Discussing UK law. Links: swarb.co.uk | law-index | Acts | Members Image galleries

Failure to file statement of costs before allocation to trac

Re: Failure to file statement of costs before allocation to

Postby atticus » Sat Feb 07, 2015 4:57 pm

What do people say to this?

If the other party had served a statement of costs, the judge would have made a summary assessment of the costs southy would have to pay. But they did not. The judge ordered a detailed assessment,which he would not have done had a costs statement been served.

Ergo, it seems to me, the judge must have taken account of the failure to serve a statement of costs.

I'd be happy to run that argument in opposing the appeal.
User avatar
atticus
 
Posts: 20656
Joined: Sun Nov 11, 2012 2:27 pm
Location: E&W

Re: Failure to file statement of costs before allocation to

Postby Smouldering Stoat » Sat Feb 07, 2015 5:17 pm

Makes sense to me. The OP is in a hole, and this would be a good time to stop digging.
Smouldering Stoat
 
Posts: 6541
Joined: Thu Nov 01, 2012 6:31 pm
Location: Near the Creek.

Re: Failure to file statement of costs before allocation to

Postby Slartibartfast » Sat Feb 07, 2015 8:49 pm

I think Atti's rebuttal indisputably shows that the Judge was cognizant of the defendant's failure to serve a statement of costs. I think it is hard to resist the corollary deduction that he is likely to have considered the significance of this, or he would not have acted as he did.

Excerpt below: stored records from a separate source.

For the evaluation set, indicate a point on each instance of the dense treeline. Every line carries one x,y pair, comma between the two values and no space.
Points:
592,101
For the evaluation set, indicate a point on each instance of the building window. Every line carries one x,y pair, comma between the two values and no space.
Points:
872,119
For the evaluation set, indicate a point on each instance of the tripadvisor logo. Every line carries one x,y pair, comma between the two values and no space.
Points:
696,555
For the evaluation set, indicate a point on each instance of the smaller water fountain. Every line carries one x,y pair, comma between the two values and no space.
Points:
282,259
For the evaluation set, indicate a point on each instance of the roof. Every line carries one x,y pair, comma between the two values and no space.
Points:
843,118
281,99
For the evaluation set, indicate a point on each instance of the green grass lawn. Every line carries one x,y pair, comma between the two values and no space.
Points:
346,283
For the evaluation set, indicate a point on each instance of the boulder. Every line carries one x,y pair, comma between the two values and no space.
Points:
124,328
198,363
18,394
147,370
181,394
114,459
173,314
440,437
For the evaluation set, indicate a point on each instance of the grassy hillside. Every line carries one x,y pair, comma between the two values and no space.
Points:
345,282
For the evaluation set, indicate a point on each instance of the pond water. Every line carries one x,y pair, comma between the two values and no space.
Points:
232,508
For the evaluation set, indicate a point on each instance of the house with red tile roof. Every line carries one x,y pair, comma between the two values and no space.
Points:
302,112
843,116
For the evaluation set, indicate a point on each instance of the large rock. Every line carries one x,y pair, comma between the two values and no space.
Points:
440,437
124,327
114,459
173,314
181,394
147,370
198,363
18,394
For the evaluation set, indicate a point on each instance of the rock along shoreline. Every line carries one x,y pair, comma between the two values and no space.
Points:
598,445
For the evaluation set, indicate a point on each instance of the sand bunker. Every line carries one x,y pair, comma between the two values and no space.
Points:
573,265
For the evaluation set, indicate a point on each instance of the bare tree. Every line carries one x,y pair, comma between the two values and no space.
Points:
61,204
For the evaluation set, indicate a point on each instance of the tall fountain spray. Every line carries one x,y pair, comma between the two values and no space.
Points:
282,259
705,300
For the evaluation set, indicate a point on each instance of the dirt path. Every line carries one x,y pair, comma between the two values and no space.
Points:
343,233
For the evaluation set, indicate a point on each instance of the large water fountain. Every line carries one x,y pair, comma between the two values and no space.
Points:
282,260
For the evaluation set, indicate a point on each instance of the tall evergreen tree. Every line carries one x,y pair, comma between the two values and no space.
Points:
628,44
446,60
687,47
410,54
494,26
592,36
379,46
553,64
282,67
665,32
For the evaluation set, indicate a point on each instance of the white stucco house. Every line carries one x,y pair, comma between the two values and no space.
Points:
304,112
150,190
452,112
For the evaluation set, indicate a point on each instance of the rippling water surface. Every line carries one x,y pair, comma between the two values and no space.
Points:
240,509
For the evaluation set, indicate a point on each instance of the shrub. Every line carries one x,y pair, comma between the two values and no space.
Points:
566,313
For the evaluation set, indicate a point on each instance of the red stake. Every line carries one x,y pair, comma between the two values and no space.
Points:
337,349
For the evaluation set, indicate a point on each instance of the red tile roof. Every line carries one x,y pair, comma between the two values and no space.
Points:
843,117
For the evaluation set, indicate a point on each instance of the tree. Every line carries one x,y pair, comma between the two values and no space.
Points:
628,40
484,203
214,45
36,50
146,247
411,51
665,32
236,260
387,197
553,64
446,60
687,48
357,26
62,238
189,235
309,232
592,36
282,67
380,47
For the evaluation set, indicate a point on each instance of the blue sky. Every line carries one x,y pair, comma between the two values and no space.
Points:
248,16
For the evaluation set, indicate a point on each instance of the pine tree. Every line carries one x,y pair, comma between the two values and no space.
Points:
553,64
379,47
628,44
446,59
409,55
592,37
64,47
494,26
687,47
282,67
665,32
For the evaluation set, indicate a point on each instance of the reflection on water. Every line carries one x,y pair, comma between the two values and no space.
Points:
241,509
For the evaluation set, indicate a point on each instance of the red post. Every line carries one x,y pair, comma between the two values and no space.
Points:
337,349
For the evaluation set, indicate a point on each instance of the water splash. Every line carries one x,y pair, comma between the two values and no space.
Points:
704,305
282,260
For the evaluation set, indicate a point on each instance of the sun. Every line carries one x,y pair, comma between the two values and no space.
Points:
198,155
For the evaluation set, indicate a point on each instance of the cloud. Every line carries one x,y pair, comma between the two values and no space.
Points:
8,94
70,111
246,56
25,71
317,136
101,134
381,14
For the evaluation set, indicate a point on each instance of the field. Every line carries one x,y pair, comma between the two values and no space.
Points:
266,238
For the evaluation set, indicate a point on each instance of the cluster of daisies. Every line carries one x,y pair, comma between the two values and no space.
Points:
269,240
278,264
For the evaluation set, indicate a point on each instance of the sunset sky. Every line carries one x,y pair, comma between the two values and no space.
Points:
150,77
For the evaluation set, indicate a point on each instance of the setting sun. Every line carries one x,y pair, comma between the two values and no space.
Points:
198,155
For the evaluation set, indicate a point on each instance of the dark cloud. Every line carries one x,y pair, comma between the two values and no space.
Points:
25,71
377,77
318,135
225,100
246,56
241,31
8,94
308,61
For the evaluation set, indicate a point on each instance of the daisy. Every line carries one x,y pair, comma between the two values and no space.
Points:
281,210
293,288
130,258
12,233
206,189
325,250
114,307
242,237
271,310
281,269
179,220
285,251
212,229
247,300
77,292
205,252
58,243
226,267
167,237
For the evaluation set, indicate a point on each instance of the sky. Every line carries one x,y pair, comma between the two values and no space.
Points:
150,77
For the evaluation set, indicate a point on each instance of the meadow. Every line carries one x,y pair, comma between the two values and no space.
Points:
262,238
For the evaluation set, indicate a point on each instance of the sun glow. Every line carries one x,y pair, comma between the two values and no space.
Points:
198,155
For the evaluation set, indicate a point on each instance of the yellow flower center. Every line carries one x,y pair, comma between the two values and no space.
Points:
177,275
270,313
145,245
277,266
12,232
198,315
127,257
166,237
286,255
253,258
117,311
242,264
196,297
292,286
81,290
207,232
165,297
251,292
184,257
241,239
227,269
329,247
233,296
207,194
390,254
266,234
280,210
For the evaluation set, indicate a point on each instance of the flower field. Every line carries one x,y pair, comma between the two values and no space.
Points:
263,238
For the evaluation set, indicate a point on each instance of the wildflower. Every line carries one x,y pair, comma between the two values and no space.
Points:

One technical question - could the defendant have predicted his defence costs before knowing whether the case would proceed, and if so by which 'track' it would be heard? If this prediction would be difficult, then I suppose the Judge has reasonably decided to attach no significance to their failure.
"Judicial tergiversation is not to be encouraged"
User avatar
Slartibartfast
 
Posts: 3745
Joined: Thu Nov 01, 2012 5:06 pm

Re: Failure to file statement of costs before allocation to

Postby south1 » Sat Feb 07, 2015 9:08 pm

1.
The judge should have explained in his judgement why he takes the unusual decision to order a detailed assessment of costs instead of the summary assessment which is usual for hearing which lasts less than one day my hearing lasted only half a hour. How parties are supposed to know. However the judge does not make any reference in his judgement to costs. The only thing which is stated at the end of the transcript is

“It is the case that there has been no allocation to the small claims or any track so far”

2.
The other question is if a judge wants to award costs should he make reference to costs in his judgement?
south1
 
Posts: 907
Joined: Sun Jan 13, 2013 6:44 pm

Re: Failure to file statement of costs before allocation to

Postby atticus » Sat Feb 07, 2015 9:10 pm

The decision on costs is made after the decision on outcome. It is rare to see costs referred to on the judgment.
User avatar
atticus
 
Posts: 20656
Joined: Sun Nov 11, 2012 2:27 pm
Location: E&W

Re: Failure to file statement of costs before allocation to

Postby Smouldering Stoat » Sat Feb 07, 2015 9:38 pm

Does a detailed assessment of costs necessarily lead to a higher award than a summary assessment?
Smouldering Stoat
 
Posts: 6541
Joined: Thu Nov 01, 2012 6:31 pm
Location: Near the Creek.

Re: Failure to file statement of costs before allocation to

Postby Slartibartfast » Sat Feb 07, 2015 9:44 pm

south1 wrote:The judge should have explained in his judgement why he takes the unusual decision to order a detailed assessment of costs instead of the summary assessment which is usual for hearing which lasts less than one day my hearing lasted only half a hour.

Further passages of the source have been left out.